The Euro-Mediterranean Human Rights Monitor expresses its deep concern over Italy forcing 130 asylum seekers to stay on coast guard vessel docked in Sicily.

 

   Such situation is unacceptable and stands in violation of the 1951 Refugee Convention   

 

Last Thursday evening, and on the same day that 110 refugees died at sea off the Libyan coast in what’s been called "the worst Mediterranean tragedy,” an Italian coast guard vessel managed to rescue refugees and asylum seekers from two rubber dinghies that also sailed from Libya.

Similar rescue vessels are usually forced to spend days or weeks at sea with exhausted, undernourished and traumatized asylum seekers on board, as Italian authorities closed its ports to refugee rescue vessels last June and continue to explicitly ban said vessels from docking in Italian territories.

However, the Italian coast guard vessel, Gregoretti, was exceptionally allowed to dock in the city of Sicily as six refugees on board required necessary medical treatment, including a pregnant woman who was allowed to leave the ship on Saturday.

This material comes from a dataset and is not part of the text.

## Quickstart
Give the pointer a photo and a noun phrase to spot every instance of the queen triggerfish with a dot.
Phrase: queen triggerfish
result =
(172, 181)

But since docking, the Italian government continues to ban some 130 refugees and asylum seekers on board from leaving the ship, until the EU decides on which countries will take them in.

The unclarity in the EU on how said refugees will be redistributed between member states leaves said refugees prone to indefinite detention on board of Gregoretti in tragic conditions. This unsolved limbo exacerbates the suffering of refugees who underwent a dangerous journey through the Mediterranean to escape conflicts, persecution and life threats in their home countries.

The Euro-Med Monitor emphasized that such situation is unacceptable and stands in violation of the 1951 Refugee Convention, which stipulates that signing “States are expected to cooperate in ensuring that the rights of refugees are respected and protected.”

The Euro-Med Monitor calls on Italy to immediately disembark said refugees on board of the Gregoretti vessel and provide necessary legal and humanitarian measures that ensure dignified reception of refugees, respect for their rights in accordance with the Universal Declaration of Human Rights, and address their needs vis-à-vis medical attention, protection or otherwise.

The Euro-Med Monitor also calls on EU member states to immediately accept taking in their share of refugees and asylum seekers and to develop a better and clear mechanism to redistribute and integrate refugees that reach the EU through Italy, in order to avoid leaving the latter state overwhelmed under increased pressure of overcrowding refugees, where without suitable solutions, asylum seekers in Italy face various violations, including, but not limited to; acts of brutality and violence, arbitrary access to accommodation, risk of destitution, detention of children, denial of access to food and water, confiscation of properties as cell phones.

Euro-Med Monitor finally calls on Italy to take better care of asylum seekers, make an end to all violations of their rights and act effectively towards allowing them to live a dignified life.